少年以上男未満(今井コスモ)

 コスモは、格段寝付きが悪いわけではない。むしろどちらかというと、寝付きやすい体質だ。
 しかし今夜の彼は、寝返りを打っては、スマートフォンを見て、顔を赤くしては枕に顔を埋める。そしてまた寝返りをうち、スマートフォンを開き…と、全く同じ動作を何度も繰り返していた。
 理由は「明日の予定」だ。話は数日前に遡る。

 その日の拳願仕合も、たいして苦戦はしなかった。大きな怪我もない。
 ファストフード店でたらふくハンバーガーを食べた後、帰路につきながら、コスモは家に電話をして風呂の用意を頼んだ。帰宅するなり真っ先に風呂場へ向かい、服を脱ぎ始めた時である。
 ふいに、コスモのスマートフォンが鳴った。着信音は、最近コスモが気に入って聞いているアーティストのものだ。

(タイミング悪いなあ…)

 そう思いながらスマートフォンを手に取り、誰からの着信だろうとモニターを確認すると、コスモはピタリと動きを止める。モニターに表示されていたのは「苗字 名前」の文字。その名を見た途端、風呂のことなどどうでも良くなり、すぐに受話ボタンを押した。

「もしもし?」

 そっと携帯を耳に当て、やや緊張の面持ちで、しかしそれを悟られまいと冷静を装う。心臓はドキドキとうるさいくらいに高鳴り、名前の言葉を待った。

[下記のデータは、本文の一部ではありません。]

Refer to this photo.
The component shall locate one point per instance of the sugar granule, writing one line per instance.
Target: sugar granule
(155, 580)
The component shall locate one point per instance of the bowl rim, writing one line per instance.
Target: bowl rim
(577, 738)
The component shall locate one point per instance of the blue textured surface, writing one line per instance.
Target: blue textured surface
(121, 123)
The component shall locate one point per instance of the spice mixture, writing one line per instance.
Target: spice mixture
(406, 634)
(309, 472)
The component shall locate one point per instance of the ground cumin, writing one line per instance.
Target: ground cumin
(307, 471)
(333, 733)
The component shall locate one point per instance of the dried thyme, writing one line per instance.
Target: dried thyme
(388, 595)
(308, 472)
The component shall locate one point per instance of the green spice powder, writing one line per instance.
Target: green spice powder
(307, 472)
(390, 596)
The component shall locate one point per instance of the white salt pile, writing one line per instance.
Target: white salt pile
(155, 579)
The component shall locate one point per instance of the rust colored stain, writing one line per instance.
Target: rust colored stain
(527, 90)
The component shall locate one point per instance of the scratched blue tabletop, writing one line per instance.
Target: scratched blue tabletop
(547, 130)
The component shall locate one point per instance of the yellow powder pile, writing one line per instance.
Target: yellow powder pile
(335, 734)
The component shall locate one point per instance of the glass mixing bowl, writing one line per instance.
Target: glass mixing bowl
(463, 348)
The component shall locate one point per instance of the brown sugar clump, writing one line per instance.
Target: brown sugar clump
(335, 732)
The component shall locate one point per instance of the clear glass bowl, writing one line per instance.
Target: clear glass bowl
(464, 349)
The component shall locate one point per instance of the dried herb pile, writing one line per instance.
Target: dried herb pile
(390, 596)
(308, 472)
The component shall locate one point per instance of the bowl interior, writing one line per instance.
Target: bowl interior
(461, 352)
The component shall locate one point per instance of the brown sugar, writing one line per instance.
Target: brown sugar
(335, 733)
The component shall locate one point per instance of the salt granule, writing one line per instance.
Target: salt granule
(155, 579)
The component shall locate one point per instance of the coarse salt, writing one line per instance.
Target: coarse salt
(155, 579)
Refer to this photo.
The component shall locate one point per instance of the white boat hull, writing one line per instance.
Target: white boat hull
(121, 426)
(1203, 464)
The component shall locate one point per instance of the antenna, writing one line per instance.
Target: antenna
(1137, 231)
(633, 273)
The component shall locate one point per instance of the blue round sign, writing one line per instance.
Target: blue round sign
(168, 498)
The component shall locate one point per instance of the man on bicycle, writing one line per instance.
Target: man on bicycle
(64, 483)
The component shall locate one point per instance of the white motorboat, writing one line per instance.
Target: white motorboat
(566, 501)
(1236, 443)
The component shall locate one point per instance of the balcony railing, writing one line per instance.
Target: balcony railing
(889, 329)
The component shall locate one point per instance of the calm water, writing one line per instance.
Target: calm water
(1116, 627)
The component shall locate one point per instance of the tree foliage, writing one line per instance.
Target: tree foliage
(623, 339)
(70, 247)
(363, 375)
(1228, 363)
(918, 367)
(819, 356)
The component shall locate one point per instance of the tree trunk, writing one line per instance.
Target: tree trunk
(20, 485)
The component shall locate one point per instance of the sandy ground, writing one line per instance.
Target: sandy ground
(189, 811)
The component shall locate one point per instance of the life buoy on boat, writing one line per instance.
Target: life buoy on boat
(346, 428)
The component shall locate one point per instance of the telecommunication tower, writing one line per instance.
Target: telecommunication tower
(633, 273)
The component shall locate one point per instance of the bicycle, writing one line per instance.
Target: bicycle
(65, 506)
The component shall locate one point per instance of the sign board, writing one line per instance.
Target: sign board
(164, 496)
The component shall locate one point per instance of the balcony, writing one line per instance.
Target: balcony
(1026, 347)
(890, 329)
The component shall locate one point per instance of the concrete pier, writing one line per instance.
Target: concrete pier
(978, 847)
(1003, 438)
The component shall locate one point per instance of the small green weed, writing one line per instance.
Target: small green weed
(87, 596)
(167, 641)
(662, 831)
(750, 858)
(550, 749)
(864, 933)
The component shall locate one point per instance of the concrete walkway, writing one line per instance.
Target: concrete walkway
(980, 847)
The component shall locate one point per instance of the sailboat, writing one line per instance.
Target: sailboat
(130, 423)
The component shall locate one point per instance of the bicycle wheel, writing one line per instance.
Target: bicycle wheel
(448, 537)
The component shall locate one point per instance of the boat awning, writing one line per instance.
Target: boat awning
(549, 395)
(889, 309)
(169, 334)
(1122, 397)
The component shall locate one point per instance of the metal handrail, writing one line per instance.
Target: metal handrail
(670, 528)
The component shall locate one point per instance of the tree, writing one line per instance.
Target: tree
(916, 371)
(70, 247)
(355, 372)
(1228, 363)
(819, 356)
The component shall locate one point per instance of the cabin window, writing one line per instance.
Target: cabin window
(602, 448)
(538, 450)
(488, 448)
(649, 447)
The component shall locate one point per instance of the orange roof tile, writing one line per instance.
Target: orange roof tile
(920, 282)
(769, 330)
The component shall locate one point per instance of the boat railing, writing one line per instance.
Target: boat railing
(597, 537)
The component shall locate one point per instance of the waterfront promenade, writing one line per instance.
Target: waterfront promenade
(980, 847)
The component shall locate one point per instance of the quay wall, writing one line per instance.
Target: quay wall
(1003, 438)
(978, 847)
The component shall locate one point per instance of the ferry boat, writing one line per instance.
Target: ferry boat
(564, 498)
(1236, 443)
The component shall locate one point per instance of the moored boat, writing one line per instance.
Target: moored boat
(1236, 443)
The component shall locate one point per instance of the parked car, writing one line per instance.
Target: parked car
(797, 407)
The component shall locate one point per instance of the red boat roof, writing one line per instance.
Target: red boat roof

『あ! コスモくん? よかったー、繋がって。今大丈夫かな?』

 受話口から明るい名前の声が聞こえる。その心地よさに、コスモはうっとりとした。

「大丈夫! どうしたの? 名前さんから連絡来るなんて珍しいね」

 名前はコスモの師匠である暮石光世の知り合いで、たまにトレーニング中にひょっこりと顔を出しては、主に食事の差し入れを持ってきたり、他の闘技者の情報を入手してきたりと、コスモのサポートに尽力している女性であり、コスモの想い人であった。
 そんな彼女から電話がかかってきて、嬉しくないわけがない。ふと洗面台の鏡を見ると、自分自身でも笑ってしまうくらい嬉しそうにしている自分の姿があった。

『うん、実は…週末にね、友達と温泉旅行へ行く予定だったんだけど…その子が急に来られなくなっちゃって。キャンセル料金取られるのって、なんだか悔しいじゃない?』
「そうだよね、結構高いし」

 名前もコスモも、裏社会に生きる人間として、十分な稼ぎはある。それでもキャンセル料金が嫌なのは、値段の問題ではなく気持ちの問題だ。

『だから良かったらコスモくん、どうかなって思って。お誘いしてみました~』
「ええ、俺?!」

 受話口越しに名前が笑う。コスモは動揺する心を悟られまいと、努めて冷静に答えた。

「俺じゃなくても、名前さんなら他に誘える人いっぱいいるでしょ?」

 すぐにでも「行く!」と答えたかったが、それではガッツいているような気がして、コスモはグッと堪えて返答した。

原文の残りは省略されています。